24 October 2024, The Tablet

Vatican rebukes Swiss bishops for abuse case failures


“These reprimands are more than a warning finger that can be safely ignored.”


Vatican rebukes Swiss bishops for abuse case failures

Cardinal Robert Francise Prevost, the prefect of the Dicastery for Bishops.
Daniel Ibáñez / CNA

The Dicastery for Bishops reprimanded several Swiss bishops for “not correctly” addressing accusations of clerical sexual abuse, but it did not find any evidence that would require a canonical trial.

A statement by the Swiss bishops’ conference did not specify how many or which bishops received individual rebukes from the dicastery but said “three more letters will follow”. The Swiss Catholic news portal kath.ch named six.

The reprimand followed a confidential report made last year by a priest in Bern accusing six bishops – four of them still in office – of covering up abuse allegations. The priest has since received anonymous death threats.

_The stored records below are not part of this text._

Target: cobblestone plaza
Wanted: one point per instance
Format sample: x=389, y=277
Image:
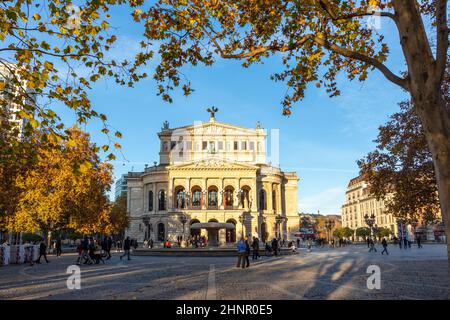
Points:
x=324, y=273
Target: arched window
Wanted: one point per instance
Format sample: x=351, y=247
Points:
x=212, y=197
x=180, y=201
x=196, y=196
x=161, y=232
x=231, y=233
x=150, y=201
x=262, y=200
x=245, y=197
x=229, y=197
x=274, y=199
x=195, y=233
x=161, y=200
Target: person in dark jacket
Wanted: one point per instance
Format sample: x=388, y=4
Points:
x=247, y=252
x=109, y=243
x=58, y=247
x=384, y=244
x=126, y=248
x=42, y=252
x=255, y=247
x=275, y=246
x=419, y=242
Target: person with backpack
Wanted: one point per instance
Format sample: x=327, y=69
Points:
x=384, y=244
x=255, y=247
x=241, y=248
x=42, y=252
x=126, y=248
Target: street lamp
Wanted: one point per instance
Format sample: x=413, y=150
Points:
x=242, y=220
x=146, y=221
x=370, y=221
x=329, y=224
x=279, y=219
x=414, y=224
x=183, y=220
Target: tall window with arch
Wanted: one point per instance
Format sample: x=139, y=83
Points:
x=196, y=196
x=150, y=201
x=229, y=197
x=161, y=200
x=212, y=197
x=274, y=199
x=181, y=198
x=262, y=200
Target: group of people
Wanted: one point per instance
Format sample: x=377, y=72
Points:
x=92, y=250
x=246, y=246
x=402, y=243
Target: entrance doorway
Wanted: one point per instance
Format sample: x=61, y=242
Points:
x=231, y=233
x=161, y=232
x=195, y=233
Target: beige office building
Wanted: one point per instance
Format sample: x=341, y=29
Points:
x=359, y=202
x=212, y=172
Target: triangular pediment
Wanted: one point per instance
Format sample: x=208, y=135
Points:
x=213, y=163
x=212, y=128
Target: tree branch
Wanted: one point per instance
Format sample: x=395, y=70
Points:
x=442, y=38
x=325, y=4
x=361, y=57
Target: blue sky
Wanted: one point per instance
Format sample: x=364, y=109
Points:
x=321, y=141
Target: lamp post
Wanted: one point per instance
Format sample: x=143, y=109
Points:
x=279, y=219
x=329, y=224
x=242, y=220
x=370, y=221
x=146, y=221
x=183, y=220
x=414, y=224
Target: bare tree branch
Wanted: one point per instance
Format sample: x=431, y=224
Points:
x=442, y=38
x=361, y=57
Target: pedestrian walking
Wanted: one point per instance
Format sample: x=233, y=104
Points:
x=58, y=247
x=372, y=245
x=384, y=244
x=419, y=242
x=275, y=246
x=126, y=248
x=109, y=243
x=241, y=248
x=255, y=247
x=42, y=252
x=247, y=252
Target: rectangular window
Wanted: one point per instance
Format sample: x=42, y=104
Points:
x=212, y=146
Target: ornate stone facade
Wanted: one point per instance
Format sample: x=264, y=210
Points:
x=212, y=172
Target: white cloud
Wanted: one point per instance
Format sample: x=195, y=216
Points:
x=328, y=201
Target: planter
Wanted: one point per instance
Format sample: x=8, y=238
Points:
x=4, y=255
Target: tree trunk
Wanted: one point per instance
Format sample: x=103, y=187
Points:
x=435, y=117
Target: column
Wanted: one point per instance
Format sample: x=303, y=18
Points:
x=155, y=196
x=205, y=193
x=222, y=194
x=269, y=198
x=188, y=191
x=170, y=194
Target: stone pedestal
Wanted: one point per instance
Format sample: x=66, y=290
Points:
x=222, y=237
x=430, y=233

Five months later, an initial report commissioned by the Swiss bishops identified 1,002 cases of abuse and 510 perpetrators since the 1950s and said these figures were only the “tip of the iceberg”.

“These reprimands are more than a warning finger that can be safely ignored,” wrote Christian Maurer, editor-in-chief of kath.ch, but he said those who had received them were “slippery nit-pickers [who] act as if everything went well”.

The outlet named Bishop Jean-Marie Lovey of Sion, Bishop Charles Morerod of Lausanne, Geneva and Fribourg, Abbot Jean Scarcella of Saint Maurice, Bishop Alain de Raemy, the apostolic administrator of the Diocese of Ticino, the former Bishop of Reykjavik Pierre Bürcher and the former nuncio Archbishop Jean-Claude Périsset.

Lovey, Morerod and Scarcella gave only vague answers to local requests for comment on the conference statement, or decline to speak. 

The statement summarised but did not directly quote a letter from Cardinal Robert Francis Prevost, the prefect of the Dicastery for Bishops. 

It said he had told them they had improved their management of abuse cases but could still respond better. It emphasised that clerical abuse must be reported according to approved procedures.

The Swiss bishops “deeply regrets the errors, shortcomings and omissions in the application of the canonical norms”, the statement added.  

“They are in a learning process and would like to express their will once again to take more decisive action against abuse in the Church.”  

A German Swiss victims defence group, known by its acronym IG MikU, said it was “unbelievable” that the bishops “only got a reprimand from Rome”.

“In companies, the manager would not only be reprimanded. He would have to resign!”